Blackbird, Collared Dove and Coot

Well I may include something else as well, but I’ll start with the birds. They are all very common, but the light was nice and I’m still enjoying getting to know the new gear. I have to say I am amazed at just how sharp the lens is. Anyway, here’s a fine blackbird (male) who was hanging around Falmer Pond today.

Blackbird (male)

Blackbird (male)

We also have a good colony of collared doves locally. They are naturalized natives (they’ve been around the UK for about 50 years), but they are everywhere now. More delicate than our standard pigeons, they are pretty birds with beautiful red eyes.

Collared dove

Collared dove

Just one shot of the coot, caught as it was descending the bank into the pond. Again, the light was lovely.

Coot

I can’t resist posting at least one rat shot, but the rest of today’s will be added to the December rat album.

rat

rat

Camera note: all photos taken with the Canon 7D Mark II and EF 100-400mm f/4.5-5.6L IS II USM lens.

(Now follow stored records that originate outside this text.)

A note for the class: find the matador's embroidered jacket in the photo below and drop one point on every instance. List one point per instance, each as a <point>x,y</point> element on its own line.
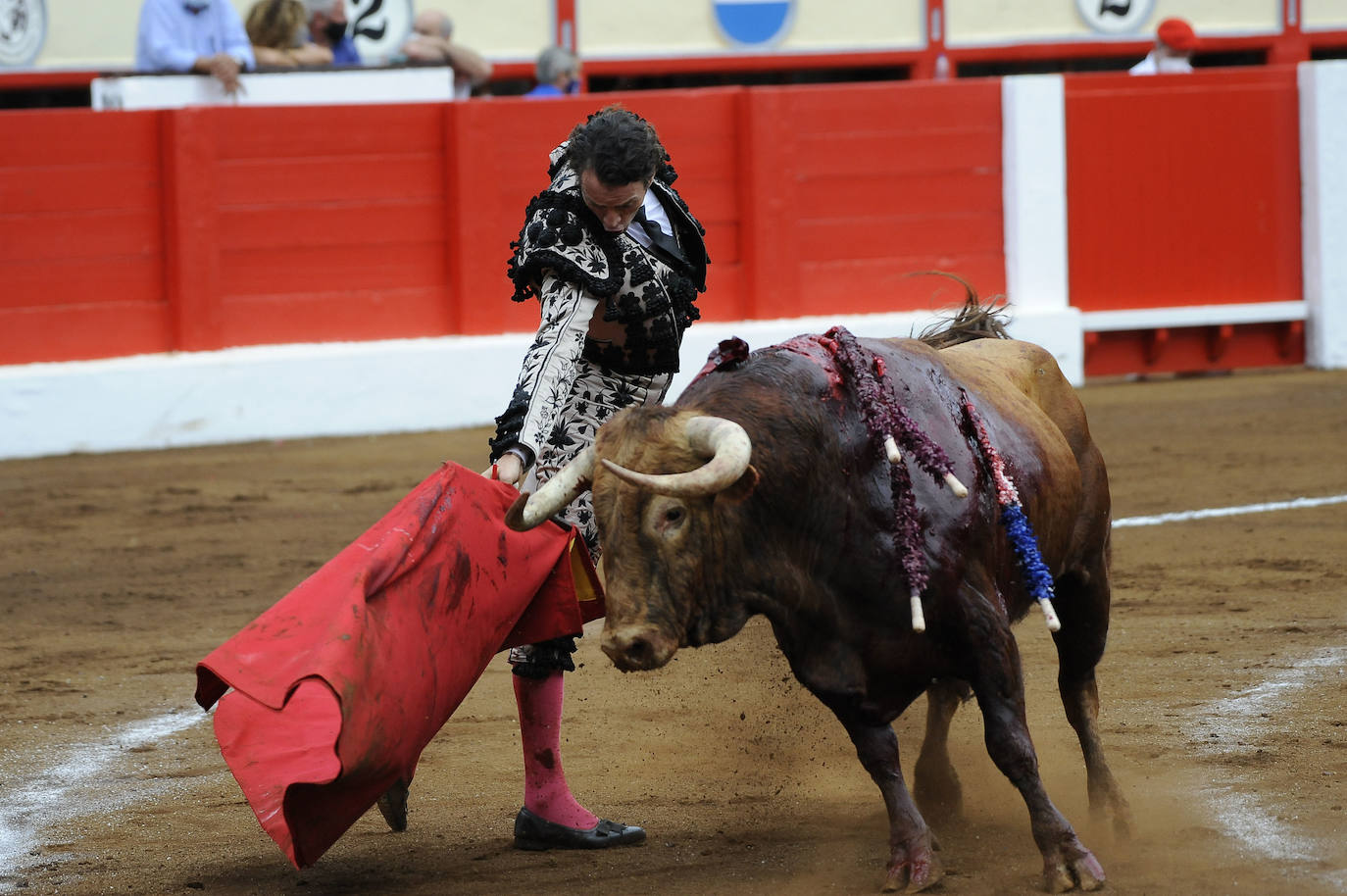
<point>604,297</point>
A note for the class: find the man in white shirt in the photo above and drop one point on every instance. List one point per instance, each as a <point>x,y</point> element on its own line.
<point>1172,54</point>
<point>202,36</point>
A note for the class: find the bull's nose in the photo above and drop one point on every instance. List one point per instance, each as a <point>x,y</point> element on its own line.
<point>637,648</point>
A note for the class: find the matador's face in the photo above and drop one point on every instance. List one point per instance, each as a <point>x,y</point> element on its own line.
<point>615,206</point>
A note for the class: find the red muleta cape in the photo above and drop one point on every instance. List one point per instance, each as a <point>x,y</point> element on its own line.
<point>341,684</point>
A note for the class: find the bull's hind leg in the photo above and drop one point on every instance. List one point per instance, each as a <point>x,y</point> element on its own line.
<point>998,684</point>
<point>912,863</point>
<point>1083,608</point>
<point>935,783</point>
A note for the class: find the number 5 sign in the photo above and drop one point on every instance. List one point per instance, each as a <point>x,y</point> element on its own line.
<point>378,27</point>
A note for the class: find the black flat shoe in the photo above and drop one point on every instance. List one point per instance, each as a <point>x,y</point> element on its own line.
<point>392,806</point>
<point>532,831</point>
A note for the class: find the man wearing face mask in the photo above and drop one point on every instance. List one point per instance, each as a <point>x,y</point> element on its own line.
<point>327,27</point>
<point>558,73</point>
<point>432,42</point>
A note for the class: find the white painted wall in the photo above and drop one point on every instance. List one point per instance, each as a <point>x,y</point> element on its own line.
<point>1322,208</point>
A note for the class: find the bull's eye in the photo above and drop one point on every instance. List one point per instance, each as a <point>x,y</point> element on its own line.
<point>669,518</point>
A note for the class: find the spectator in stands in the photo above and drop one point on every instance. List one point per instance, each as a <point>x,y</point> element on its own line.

Lots More Rats (and a robin)

More fun with the local rat population, but to reduce the burden on this page I’ve created a new gallery: Falmer Rats December 2014, so just a sample here.

rat

rat

rat

rat

The robins are also very active at the moment. This one was hopping around at the edge of the pond.

robin

Camera note: all photos taken with the Canon 7D Mark II and EF 100-400mm f/4.5-5.6L IS II USM lens.

Red-eyed Blackbird, plus lots more…

I had a good day with the camera today. It started early, with a group of very cooperative rats down at the edge of Falmer pond. There were 5 or 6 running around, but the best group shot I could manage was this one.

Three rats

Two more photos rats posing nicely for the camera.

Rat on tree stump

Rat perching on a tree stump

rat on grassy bank

Rat on grass bank

That was early morning, but by lunchtime the sun was properly up and I took the opportunity to add a 1.4x extender to the 100-400 Mark II lens. This gives a whopping 560mm lens, which combined with the crop sensor of the 7D Mark II gives an equivalent reach of just shy of 900mm on a full frame camera. That’s one of the reasons the 7D is so popular.

So with that kind of weaponry, what did I get?

Lots of photos of pied wagtails…

pied wagtail

Pied wagtail on the roof of St Laurence Church

Pied wagtail

Several photos of mistle thrushes, but these are my favourites…

Mistle thrush

Mistle thrush

Mistle thrush

The star spot though was an (un)common blackbird. At first glance there’s nothing particularly startling about it, but if you look closely the eye ring on this bird is red (not yellow), and the beak also had a red tint to it. I’m not sure just how unusual this is, but it was the first one I’ve seen.

blackbird with red eye ring and beak

Blackbird with red eye ring and red tint on beak

Using the extender limits you to the central focusing points (not really an issue for these sorts of photos). The lens remained very responsive and sharp.

Camera note: all photos taken with the Canon 7D Mark II and EF 100-400mm f/4.5-5.6L IS II USM lens. For the bird photos I added the Canon EF 1.4xIII extender.